Er zijn ook andere zaken die me bezighouden, onderhuids weliswaar, maar soms komen die boven als ik hoor - een e-mail dat me bereikt - hoe het in Frankrijk gesteld is. Ik lees dat de aanhangers van de Islam, aan de Fransen die zich in hun land niet meer thuis voelen, de raad geven om het land te verlaten. Dit bewijst voldoende, of het nu waar is of gezien moet als een mogelijkheid, hoe ver en hoe diep de Islam is binnen gedrongen in de Franse samenleving, ook hoe sterk de Islamaanhangers zich voelen op Franse bodem.

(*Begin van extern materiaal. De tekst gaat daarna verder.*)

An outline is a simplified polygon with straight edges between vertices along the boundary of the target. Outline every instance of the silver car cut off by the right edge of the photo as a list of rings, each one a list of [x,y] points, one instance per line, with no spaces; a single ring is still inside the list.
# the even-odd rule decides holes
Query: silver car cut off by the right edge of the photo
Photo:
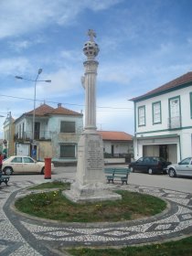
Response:
[[[192,157],[187,157],[178,164],[168,165],[166,172],[171,177],[192,176]]]

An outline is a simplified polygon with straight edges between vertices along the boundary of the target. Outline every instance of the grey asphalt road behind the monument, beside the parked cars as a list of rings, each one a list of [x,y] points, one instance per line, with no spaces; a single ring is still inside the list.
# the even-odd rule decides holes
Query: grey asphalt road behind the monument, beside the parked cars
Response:
[[[51,175],[53,179],[75,179],[76,166],[56,167]],[[48,181],[42,175],[13,175],[10,181],[36,180],[39,183]],[[143,173],[131,173],[128,184],[160,187],[181,192],[192,193],[191,177],[169,177],[168,175],[148,175]]]

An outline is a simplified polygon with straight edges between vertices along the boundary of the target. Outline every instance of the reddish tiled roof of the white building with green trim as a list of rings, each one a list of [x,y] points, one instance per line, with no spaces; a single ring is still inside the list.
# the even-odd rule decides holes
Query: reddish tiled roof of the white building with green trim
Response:
[[[130,101],[137,101],[137,100],[143,99],[147,96],[153,96],[155,93],[167,91],[172,88],[176,88],[176,87],[178,87],[180,85],[184,85],[190,81],[192,81],[192,72],[188,72],[187,74],[184,74],[183,76],[177,78],[176,80],[171,80],[171,81],[165,83],[164,85],[156,88],[155,90],[148,91],[147,93],[145,93],[141,96],[135,97],[135,98],[131,99]]]

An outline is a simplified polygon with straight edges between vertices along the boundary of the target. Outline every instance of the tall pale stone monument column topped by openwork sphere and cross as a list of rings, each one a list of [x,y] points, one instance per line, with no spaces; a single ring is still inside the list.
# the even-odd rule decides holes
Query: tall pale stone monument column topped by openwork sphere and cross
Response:
[[[113,193],[106,184],[103,173],[103,145],[96,127],[96,76],[99,62],[95,60],[100,48],[95,43],[94,31],[89,29],[90,40],[84,44],[84,76],[81,78],[85,90],[85,126],[78,144],[76,181],[64,195],[74,202],[116,200],[122,197]]]

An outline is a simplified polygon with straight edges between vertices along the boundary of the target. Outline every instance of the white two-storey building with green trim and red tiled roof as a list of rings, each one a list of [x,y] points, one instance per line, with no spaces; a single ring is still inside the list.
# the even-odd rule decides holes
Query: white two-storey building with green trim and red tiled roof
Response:
[[[192,155],[192,72],[130,101],[135,159],[154,155],[176,163]]]

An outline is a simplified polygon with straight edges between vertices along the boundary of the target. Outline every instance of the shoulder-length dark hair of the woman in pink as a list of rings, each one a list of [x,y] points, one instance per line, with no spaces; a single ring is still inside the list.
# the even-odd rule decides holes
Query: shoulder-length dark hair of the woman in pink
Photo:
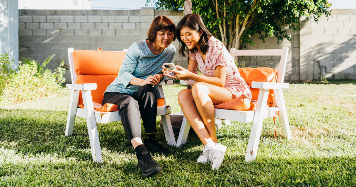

Ik wil hier even bij stilstaan omdat deze infiltratie van de harde kern van de Islam een gevaar inhoudt voor de komende generaties. Hun aantal blijft groeien, generatie na generatie; ze blijven sterk gegroepeerd en volgzaam, dan toch de meerderheid, zodat ze zich sterker en sterker gaan voelen als gemeenschap. Hieraan valt niets meer te veranderen, de weg is gebaand en het debat tussen het oosten en het westen krijgt vorm en betekenis.
Tenware, mettertijd, de harde kern niet mee gevolgd zou worden door de meer gematigden en er, zoals dit gebeurde met de macht van de Kerk in het Westen, dit ook gebeuren zou met de macht van de Islam om te beginnen in Frankrijk en, in de wereld.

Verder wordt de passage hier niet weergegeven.